In response to the Covid-19 crisis the government has announced measures that give businesses a helping hand when it comes to managing their tax affairs.
One of those measures is 'The Time to Pay arrangement' which gives businesses additional breathing space during which to settle their existing HMRC liabilities, something that could be invaluable in the current climate.
It is important to understand the difference between contract settlement and deed. Members should be aware that the drafting, preparation, amending, inserting of any additional terms, execution and signing of a deed which relates to the settling of an individual’s liabilities to tax and interest fall within the statutory definition of a ‘reserved legal activity’ and should not be carried on by any member unless they are specifically authorised to do so or are exempt under the terms of the Legal Services Act 2007 (‘the Act’).
However, most direct tax enquiries are concluded formally, or by contract settlement where amounts of tax, interest and penalties are agreed and it is administratively more convenient for both the taxpayer and HMRC to settle those cases by the use of a contract settlement, not a deed.
However, in some cases HMRC has proposed executing deeds rather than contracts when reaching settlements in respect of certain tax arrangements. The cases seem to be mainly tax ‘avoidance’ cases or cases involving complex multi-lateral elements, such as groups (of companies) and employee benefit trusts.

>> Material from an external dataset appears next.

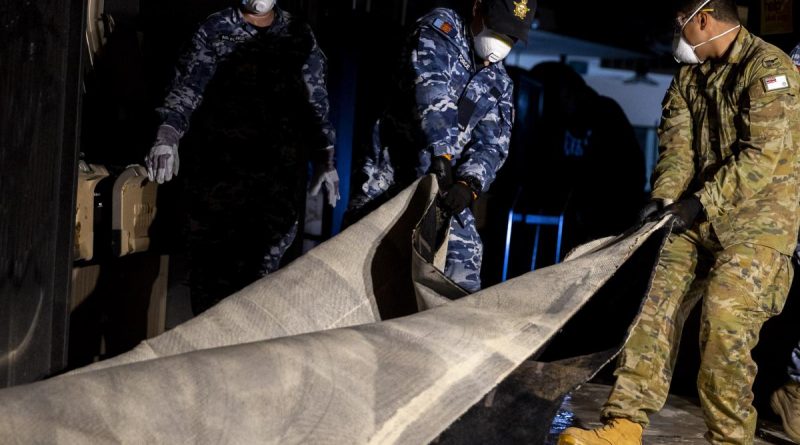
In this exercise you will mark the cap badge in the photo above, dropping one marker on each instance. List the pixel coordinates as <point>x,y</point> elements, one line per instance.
<point>521,9</point>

Members should be aware of the difference between a contract settlement and a deed.
Please note that simply providing advice to a client as to the taxation consequences or implications of entering into a settlement by way of a deed, which has been prepared by HMRC, would be outside of the definition of a reserved legal activity.

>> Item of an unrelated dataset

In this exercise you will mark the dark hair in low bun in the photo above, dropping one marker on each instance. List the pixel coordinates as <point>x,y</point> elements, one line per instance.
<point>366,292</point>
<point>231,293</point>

In some cases it may not always be clear whether the documentation provided by HMRC is in the form of a legal deed, or whether it is simply a contractual agreement. If there is any doubt about whether a member is entitled to carry out certain work, it is recommended that the member contact technical advisory services for further support.

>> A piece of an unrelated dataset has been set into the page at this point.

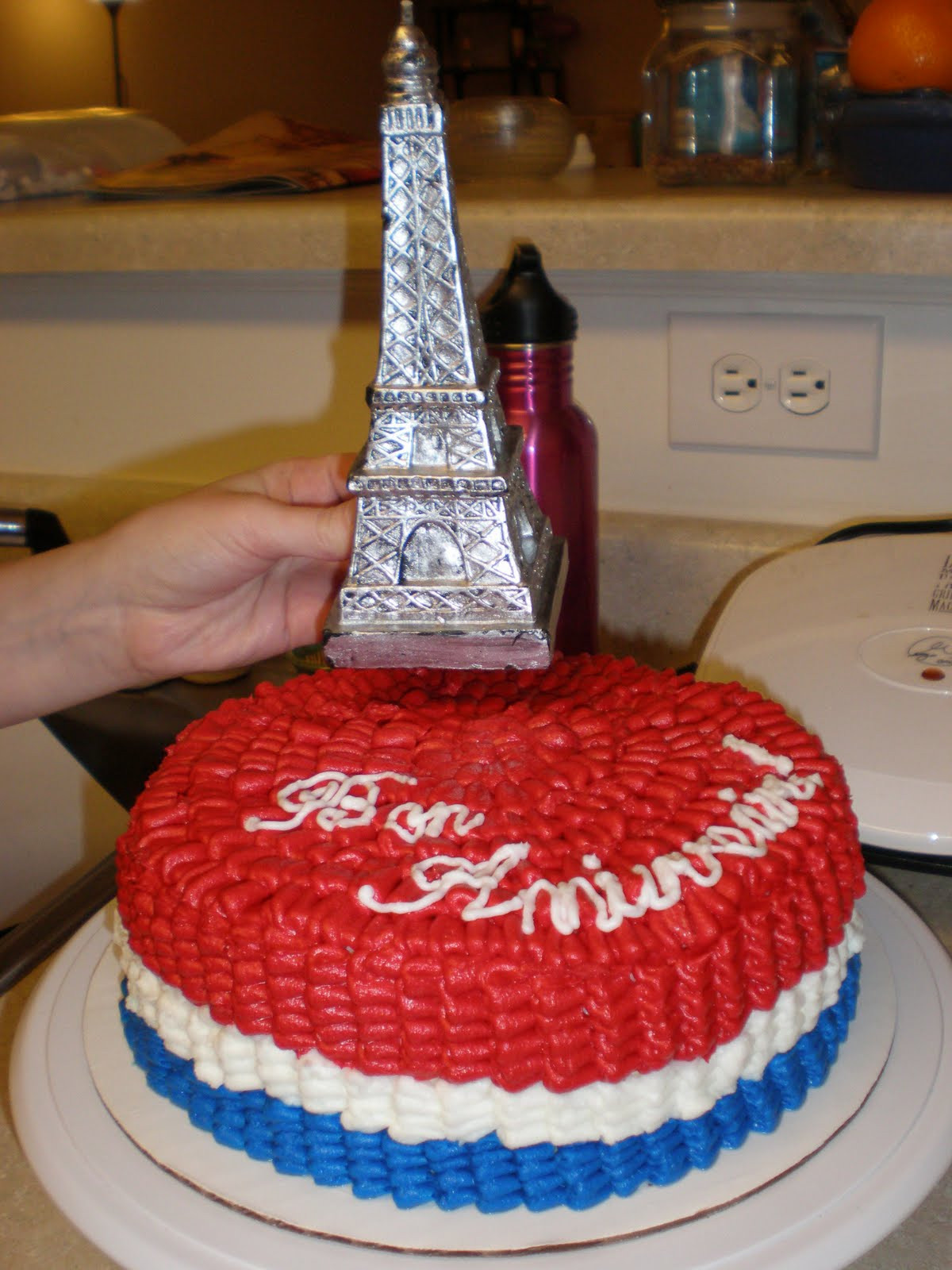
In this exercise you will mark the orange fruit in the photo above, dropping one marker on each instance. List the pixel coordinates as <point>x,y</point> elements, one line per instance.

it makes it clear on its face that it is intended to be a deed by the person making it or, as the case may be, by the parties to it (whether by describing itself as a deed or expressing itself to be executed or signed as a deed or otherwise); and
it is validly executed as a deed by that person or, as the case may be, one or more of those parties.
HMRC will often indicate if a deed is being used, but it might not alert the agent that the preparation of a deed is a reserved activity. Things that an adviser should look for are:
Description: It is reasonable to expect a deed to be entitled a ‘Deed’ although this is not conclusive.
Statement: A deed must state that it is ‘executed as a deed’ or ‘signed as a deed’, or other words to that effect, and should contain (usually at the end) spaces for the signature of the representative of each party in addition to the name, address, occupation and signature of the person witnessing each signature.
Further guidance including example of 'deeds' for individuals and companies are included in HMRC Practice guide 8 - Execution of deeds
ACCA members are not authorised to carry on a reserved legal activity unless they are also members of the Law Society or the Bar. An exemption is provided if a member carries on the reserved activity at the direction and under the supervision of an authorised person who is an employer, manager or fellow employee. An example would be a member working in-house at a law firm. In this example, the tax adviser could lawfully prepare a deed if they are instructed and supervised by one of the authorised lawyers in the firm.
It is a criminal offence to carry on a reserved activity when not authorised to do so. Conviction for such an offence could lead to a fine or a prison sentence or both.